Pakistani journalist (born 1956)

Kamran Khan (کامران خان) is a Pakistani journalist who is the founder of Nukta, an AI-powered digital content platform on YouTube.

Previously, he hosted the talk show Dunya Kamran Khan Kay Sath on Dunya News and Aaj Kamran Khan Ke Saath on Geo News.

Kamran Khan has been credited with bringing investigative journalism into the mainstream electronic media in Pakistan. His reporting during major political and military crises in the 1990s and 2000s earned him a reputation as a trusted news source.

== Journalistic career ==
Following his graduation, Khan embarked on a career in journalism, starting as an investigative reporter for Karachi's Daily News in 1982. His early work quickly garnered attention, leading to contributions to international publications such as The Sunday Times and The Washington Post.

Khan began his career in print media, writing Urdu-language investigative columns for various national newspapers, including those associated with the Jang Media Group, where he focused on political corruption, national security, and governance. He has acknowledged in interviews that his early work in Urdu journalism shaped his professional ethos.

In September 1991, Khan was stabbed in Karachi after receiving threatening telephone calls warning him against writing stories about government corruption. The threats began after Khan wrote an article alleging police misconduct in Sindh, including extortion and illegal confinement.
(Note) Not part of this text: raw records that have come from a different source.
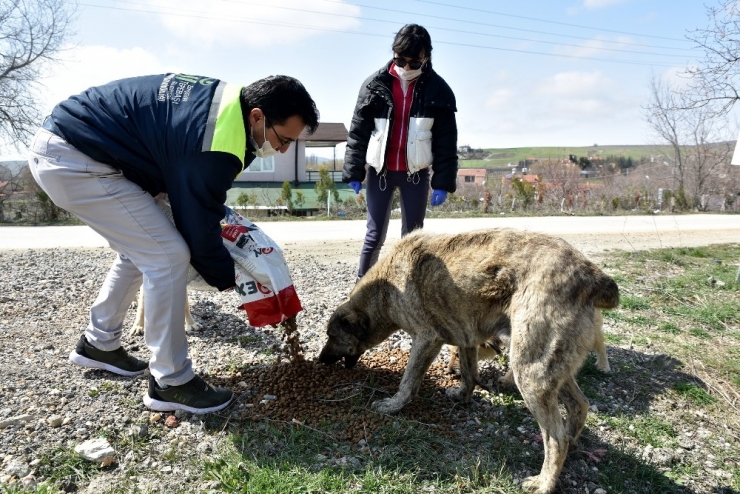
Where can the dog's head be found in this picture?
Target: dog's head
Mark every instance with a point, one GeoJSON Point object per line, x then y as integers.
{"type": "Point", "coordinates": [347, 331]}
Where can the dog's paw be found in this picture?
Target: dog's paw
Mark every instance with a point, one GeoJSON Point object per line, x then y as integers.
{"type": "Point", "coordinates": [137, 330]}
{"type": "Point", "coordinates": [458, 394]}
{"type": "Point", "coordinates": [603, 365]}
{"type": "Point", "coordinates": [507, 380]}
{"type": "Point", "coordinates": [388, 406]}
{"type": "Point", "coordinates": [536, 485]}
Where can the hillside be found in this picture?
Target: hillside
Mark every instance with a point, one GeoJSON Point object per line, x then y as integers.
{"type": "Point", "coordinates": [503, 156]}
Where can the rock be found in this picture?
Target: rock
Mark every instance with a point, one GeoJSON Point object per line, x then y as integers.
{"type": "Point", "coordinates": [95, 450]}
{"type": "Point", "coordinates": [54, 420]}
{"type": "Point", "coordinates": [18, 469]}
{"type": "Point", "coordinates": [18, 419]}
{"type": "Point", "coordinates": [29, 482]}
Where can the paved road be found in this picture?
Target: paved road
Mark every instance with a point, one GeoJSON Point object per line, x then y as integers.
{"type": "Point", "coordinates": [588, 233]}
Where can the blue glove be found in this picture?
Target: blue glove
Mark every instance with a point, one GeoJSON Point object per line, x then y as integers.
{"type": "Point", "coordinates": [356, 186]}
{"type": "Point", "coordinates": [438, 197]}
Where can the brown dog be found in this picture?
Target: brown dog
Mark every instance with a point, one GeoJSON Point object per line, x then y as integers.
{"type": "Point", "coordinates": [499, 345]}
{"type": "Point", "coordinates": [457, 290]}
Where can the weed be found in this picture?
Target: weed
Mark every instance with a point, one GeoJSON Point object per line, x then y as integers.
{"type": "Point", "coordinates": [694, 393]}
{"type": "Point", "coordinates": [631, 302]}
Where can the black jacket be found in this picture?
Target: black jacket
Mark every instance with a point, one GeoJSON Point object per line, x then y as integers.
{"type": "Point", "coordinates": [432, 99]}
{"type": "Point", "coordinates": [159, 131]}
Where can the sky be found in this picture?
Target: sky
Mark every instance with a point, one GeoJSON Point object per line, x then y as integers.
{"type": "Point", "coordinates": [524, 73]}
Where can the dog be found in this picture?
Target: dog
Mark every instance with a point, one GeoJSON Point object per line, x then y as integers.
{"type": "Point", "coordinates": [457, 290]}
{"type": "Point", "coordinates": [499, 345]}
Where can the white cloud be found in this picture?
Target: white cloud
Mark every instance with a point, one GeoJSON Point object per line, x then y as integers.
{"type": "Point", "coordinates": [88, 66]}
{"type": "Point", "coordinates": [235, 23]}
{"type": "Point", "coordinates": [565, 108]}
{"type": "Point", "coordinates": [600, 4]}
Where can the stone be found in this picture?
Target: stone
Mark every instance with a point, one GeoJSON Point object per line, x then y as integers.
{"type": "Point", "coordinates": [95, 450]}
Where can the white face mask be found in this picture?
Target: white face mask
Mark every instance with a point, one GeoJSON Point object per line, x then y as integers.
{"type": "Point", "coordinates": [407, 75]}
{"type": "Point", "coordinates": [266, 150]}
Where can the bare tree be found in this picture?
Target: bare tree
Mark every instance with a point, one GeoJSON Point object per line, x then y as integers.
{"type": "Point", "coordinates": [32, 34]}
{"type": "Point", "coordinates": [698, 140]}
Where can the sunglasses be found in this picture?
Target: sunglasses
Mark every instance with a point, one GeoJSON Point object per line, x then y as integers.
{"type": "Point", "coordinates": [413, 64]}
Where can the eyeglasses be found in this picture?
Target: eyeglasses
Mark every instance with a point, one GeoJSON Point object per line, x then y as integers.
{"type": "Point", "coordinates": [281, 141]}
{"type": "Point", "coordinates": [413, 64]}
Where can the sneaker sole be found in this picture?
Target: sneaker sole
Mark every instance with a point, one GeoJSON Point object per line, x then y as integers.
{"type": "Point", "coordinates": [83, 361]}
{"type": "Point", "coordinates": [169, 406]}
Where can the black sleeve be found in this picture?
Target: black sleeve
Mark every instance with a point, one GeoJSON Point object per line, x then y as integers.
{"type": "Point", "coordinates": [444, 151]}
{"type": "Point", "coordinates": [196, 187]}
{"type": "Point", "coordinates": [360, 129]}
Khan has also received threats following a Washington Post story he contributed to about Asif Ali Zardari. Despite changes in government, Khan continued to publish investigative stories about government corruption and periodically received threats. During that period, he worked as a stringer for The Washington Post. Later, he worked as a special correspondent for The Washington Post.

== Anchoring career ==
He gained widespread recognition through his television programs, most notably:

- Aaj Kamran Khan Kay Sath (Today with Kamran Khan) – Aired on Geo News from 2002 to 2014, this show became a major platform for investigative reporting on Pakistani politics and national affairs.
- Dunya Kamran Khan Kay Sath – After moving to Dunya News, Khan continued his work as a host and editor, analyzing political developments and government accountability. It ran from 2015 to 2024.